Physicochemical and Electrochemical Properties of 1,1,2,2‐Tetrafluoroethyl‐2,2,3,3‐Tetrafluoropropyl Ether as a Co‐Solvent for High‐Voltage Lithium‐Ion Electrolytes

Although high‐voltage positive electrode materials for high energy density lithium‐ion batteries have gained a great attention, the lack of compatible electrolytes with sufficiently high oxidative stability to deliver an excellent cycling ability restricts their practical application. Fluorinated solvents are considered as promising candidates for high‐voltage electrolyte solvents. In this study, we select 1,1,2,2‐tetrafluoroethyl‐2,2,3,3‐tetrafluoropropyl ether (TTE) with a high boiling point, low cost, and good SEI‐filming ability as a co‐solvent of fluoroethylene carbonate‐based electrolytes and extensively investigate its physicochemical and electrochemical properties for applications in high‐voltage lithium‐ion batteries. Our experimental results show that the TTE‐containing electrolyte exhibits not only a high oxidative stability up to 5.5 V (vs. Li/Li+), but also excellent wettability with the separator. In addition to high discharge capacity and increased coulombic efficiency of the Li/LiNi0.5Mn1.5O4 half‐cell assembled with the TTE‐containing electrolyte cycled between 3.0 and 4.9 V, the cell also displays a high rate capability.

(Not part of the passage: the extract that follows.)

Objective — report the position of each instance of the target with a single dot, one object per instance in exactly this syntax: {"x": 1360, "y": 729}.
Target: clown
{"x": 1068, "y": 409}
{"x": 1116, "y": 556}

This work shows that partially fluorinated ethers, e. g., TTE, are promising co‐solvents for high‐voltage electrolytes that can enable commercial development of high energy density lithium‐ion batteries. Co‐solving the problem: 1,1,2,2‐Tetrafluoroethyl‐2,2,3,3‐tetrafluoropropyl ether (TTE) is of high boiling point, low cost, and good SEI‐filming ability and is used here as a co‐solvent for fluoroethylene carbonate‐based electrolytes. It is demonstrated to be suitable for high‐voltage application enabling commercially desirable high energy density lithium‐ion batteries.